Somehow, by the end of the year I though I had not done as much writing as I had done before. But the opposite is the actual truth. I have written more blog posts that at any point before. I am hoping this year I can double the amount that I write (in which case, I am already behind). I think the impression that I had done less is because I did not as much of what I did most during 2019, the podcast and the LSCC hosting.
From a Tech perspective, 2020 was an interesting year.
I spent the whole year working on AWS (this new year I have re-encountered Azure), using mostly Terraform (such a lovely system). Because of all that AWS work, I went for the Architect Associate certificate from AWS (just because, as I don’t think tech certificates tend to indicate the person has any kind of proficiency).
Somehow I managed to test the waters, for the first time, of the PHP sea. But because I was just tiptoeing into it, I did not have encounters with the worst parts of it. It mostly did what I wanted it to do, with the occasional head scratch. The language I used the most was Typescript, of which I am becoming less and less interested. Taking into account that I loved Turbo Pascal, Delphi and C#, it seems like a negative mark in my admiration of the work of Anders Heljsberg. And I was able, again to use Clojure, which is one of my favourite languages (well, my top three are all FP languages)

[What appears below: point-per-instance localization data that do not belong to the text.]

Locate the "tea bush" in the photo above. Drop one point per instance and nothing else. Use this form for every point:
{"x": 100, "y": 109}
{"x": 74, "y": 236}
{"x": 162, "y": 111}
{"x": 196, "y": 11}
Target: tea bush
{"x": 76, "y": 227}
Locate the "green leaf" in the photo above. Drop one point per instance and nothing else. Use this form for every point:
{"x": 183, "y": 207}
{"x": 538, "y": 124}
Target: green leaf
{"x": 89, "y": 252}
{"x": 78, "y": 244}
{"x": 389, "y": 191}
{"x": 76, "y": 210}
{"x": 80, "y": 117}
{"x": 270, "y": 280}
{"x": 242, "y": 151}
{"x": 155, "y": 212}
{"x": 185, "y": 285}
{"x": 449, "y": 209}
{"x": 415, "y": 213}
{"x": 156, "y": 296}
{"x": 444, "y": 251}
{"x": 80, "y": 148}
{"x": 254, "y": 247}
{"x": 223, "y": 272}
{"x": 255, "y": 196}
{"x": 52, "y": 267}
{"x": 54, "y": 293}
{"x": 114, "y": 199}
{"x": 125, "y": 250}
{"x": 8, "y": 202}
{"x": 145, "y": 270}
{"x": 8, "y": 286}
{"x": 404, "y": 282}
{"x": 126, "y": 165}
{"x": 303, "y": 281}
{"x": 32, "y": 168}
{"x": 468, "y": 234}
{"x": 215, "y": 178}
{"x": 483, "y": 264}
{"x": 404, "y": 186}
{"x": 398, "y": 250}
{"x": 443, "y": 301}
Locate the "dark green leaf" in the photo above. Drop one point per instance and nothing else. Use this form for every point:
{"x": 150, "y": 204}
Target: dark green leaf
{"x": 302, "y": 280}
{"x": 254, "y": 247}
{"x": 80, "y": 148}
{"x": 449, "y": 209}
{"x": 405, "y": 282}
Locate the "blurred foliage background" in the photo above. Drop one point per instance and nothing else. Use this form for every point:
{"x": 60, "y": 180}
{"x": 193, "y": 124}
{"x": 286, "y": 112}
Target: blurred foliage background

In terms of architecture I have seen both monoliths and microservices again. And my believe that a well designed monolith goes a very long way was reinforced (even when I saw a really good event driven microservices architecture being used successfully in production)
I think 2020 is a year that most people will prefer to forget. But it has lead to two discoveries for me that
could should will have an important effect in my future.